Perturbation-Induced Linearization: Constructing Unlearnable Data with Solely Linear Classifiers
Jinlin Liu , Wei Chen , Xiaojin Zhang
Published on arXiv
2601.19967
Data Poisoning Attack
OWASP ML Top 10 — ML02
Key Finding
PIL generates effective unlearnable perturbations in under 1 GPU minute on CIFAR-10 (vs. 15+ GPU hours for REM), achieving comparable or superior protection across architectures and adversarial training defenses.
Perturbation-Induced Linearization (PIL)
Novel technique introduced
Collecting web data to train deep models has become increasingly common, raising concerns about unauthorized data usage. To mitigate this issue, unlearnable examples introduce imperceptible perturbations into data, preventing models from learning effectively. However, existing methods typically rely on deep neural networks as surrogate models for perturbation generation, resulting in significant computational costs. In this work, we propose Perturbation-Induced Linearization (PIL), a computationally efficient yet effective method that generates perturbations using only linear surrogate models. PIL achieves comparable or better performance than existing surrogate-based methods while reducing computational time dramatically. We further reveal a key mechanism underlying unlearnable examples: inducing linearization to deep models, which explains why PIL can achieve competitive results in a very short time. Beyond this, we provide an analysis about the property of unlearnable examples under percentage-based partial perturbation. Our work not only provides a practical approach for data protection but also offers insights into what makes unlearnable examples effective.
Key Contributions
- Proposes PIL, which generates unlearnable examples using only linear surrogate models, cutting generation time from 15+ GPU hours (REM) to under 1 GPU minute on CIFAR-10.

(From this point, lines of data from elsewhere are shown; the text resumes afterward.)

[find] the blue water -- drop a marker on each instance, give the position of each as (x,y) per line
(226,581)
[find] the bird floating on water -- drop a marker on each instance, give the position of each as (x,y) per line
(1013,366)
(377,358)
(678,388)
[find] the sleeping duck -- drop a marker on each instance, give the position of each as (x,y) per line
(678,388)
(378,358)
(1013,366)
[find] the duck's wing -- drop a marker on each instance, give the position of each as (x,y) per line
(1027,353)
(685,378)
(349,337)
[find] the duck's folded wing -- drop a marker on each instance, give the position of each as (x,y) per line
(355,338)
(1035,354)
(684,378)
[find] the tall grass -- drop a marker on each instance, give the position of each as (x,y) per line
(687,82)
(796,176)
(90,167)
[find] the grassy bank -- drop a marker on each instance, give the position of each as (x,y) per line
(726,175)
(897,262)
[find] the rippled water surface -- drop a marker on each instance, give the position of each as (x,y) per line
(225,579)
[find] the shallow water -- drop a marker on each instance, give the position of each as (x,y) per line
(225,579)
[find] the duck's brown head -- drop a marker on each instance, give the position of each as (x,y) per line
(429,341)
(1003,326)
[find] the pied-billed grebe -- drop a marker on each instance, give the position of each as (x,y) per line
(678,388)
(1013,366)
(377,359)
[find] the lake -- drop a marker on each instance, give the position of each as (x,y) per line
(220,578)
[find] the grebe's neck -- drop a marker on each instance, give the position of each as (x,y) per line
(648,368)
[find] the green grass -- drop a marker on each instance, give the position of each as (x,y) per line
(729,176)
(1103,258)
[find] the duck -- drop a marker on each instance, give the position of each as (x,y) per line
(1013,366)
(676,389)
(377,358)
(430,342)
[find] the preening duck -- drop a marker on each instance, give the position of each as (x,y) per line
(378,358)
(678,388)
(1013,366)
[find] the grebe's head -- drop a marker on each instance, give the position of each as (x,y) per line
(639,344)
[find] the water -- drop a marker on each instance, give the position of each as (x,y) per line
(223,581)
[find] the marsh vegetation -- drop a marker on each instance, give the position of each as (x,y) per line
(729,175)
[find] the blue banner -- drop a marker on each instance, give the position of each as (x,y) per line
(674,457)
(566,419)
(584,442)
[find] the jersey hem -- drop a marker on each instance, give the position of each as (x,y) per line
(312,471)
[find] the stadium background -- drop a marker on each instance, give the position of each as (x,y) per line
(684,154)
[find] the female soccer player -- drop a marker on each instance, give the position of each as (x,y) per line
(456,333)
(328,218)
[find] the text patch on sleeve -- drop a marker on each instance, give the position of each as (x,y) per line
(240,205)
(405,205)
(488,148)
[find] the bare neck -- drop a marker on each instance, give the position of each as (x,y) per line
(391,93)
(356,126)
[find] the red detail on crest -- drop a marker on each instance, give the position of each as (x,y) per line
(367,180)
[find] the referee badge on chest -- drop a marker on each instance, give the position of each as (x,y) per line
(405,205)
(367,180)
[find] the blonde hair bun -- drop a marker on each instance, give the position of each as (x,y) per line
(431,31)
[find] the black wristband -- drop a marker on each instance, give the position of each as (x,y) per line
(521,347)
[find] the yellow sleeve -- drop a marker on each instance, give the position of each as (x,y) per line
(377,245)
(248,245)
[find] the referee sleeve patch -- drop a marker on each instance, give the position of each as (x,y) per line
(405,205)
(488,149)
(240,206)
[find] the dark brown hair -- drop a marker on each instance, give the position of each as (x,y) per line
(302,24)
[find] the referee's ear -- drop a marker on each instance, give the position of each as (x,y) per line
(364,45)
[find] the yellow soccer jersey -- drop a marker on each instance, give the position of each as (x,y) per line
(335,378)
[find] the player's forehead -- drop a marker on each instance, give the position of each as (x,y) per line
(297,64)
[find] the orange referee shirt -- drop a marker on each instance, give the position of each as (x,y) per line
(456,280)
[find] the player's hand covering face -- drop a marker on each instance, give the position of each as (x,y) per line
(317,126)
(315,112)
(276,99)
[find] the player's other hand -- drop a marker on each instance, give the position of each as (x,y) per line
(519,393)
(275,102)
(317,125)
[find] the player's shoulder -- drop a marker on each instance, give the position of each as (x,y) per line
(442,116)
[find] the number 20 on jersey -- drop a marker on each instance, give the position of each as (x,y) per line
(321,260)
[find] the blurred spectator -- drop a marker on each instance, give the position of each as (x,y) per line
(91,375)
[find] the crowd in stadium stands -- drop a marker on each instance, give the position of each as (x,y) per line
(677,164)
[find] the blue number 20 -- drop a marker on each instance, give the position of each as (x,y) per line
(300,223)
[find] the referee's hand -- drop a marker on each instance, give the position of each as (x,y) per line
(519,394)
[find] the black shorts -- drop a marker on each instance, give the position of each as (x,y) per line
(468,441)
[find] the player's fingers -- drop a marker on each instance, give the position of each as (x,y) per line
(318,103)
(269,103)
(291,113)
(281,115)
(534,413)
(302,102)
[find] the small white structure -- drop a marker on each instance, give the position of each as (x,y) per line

- Reveals that inducing linearization of deep models is the underlying mechanism behind effective unlearnable examples, explaining why simple linear surrogates transfer to complex DNNs.
- Analyzes the fundamental limitation of unlearnable examples under percentage-based partial perturbation, showing they cannot substantially reduce test accuracy when only a subset of data is perturbed.
🛡️ Threat Analysis
PIL corrupts training data with imperceptible perturbations (availability attack) that degrade model generalization when the data is used for unauthorized training — a training-time data poisoning mechanism, explicitly called 'availability attacks' and 'generalization attacks' in the related work.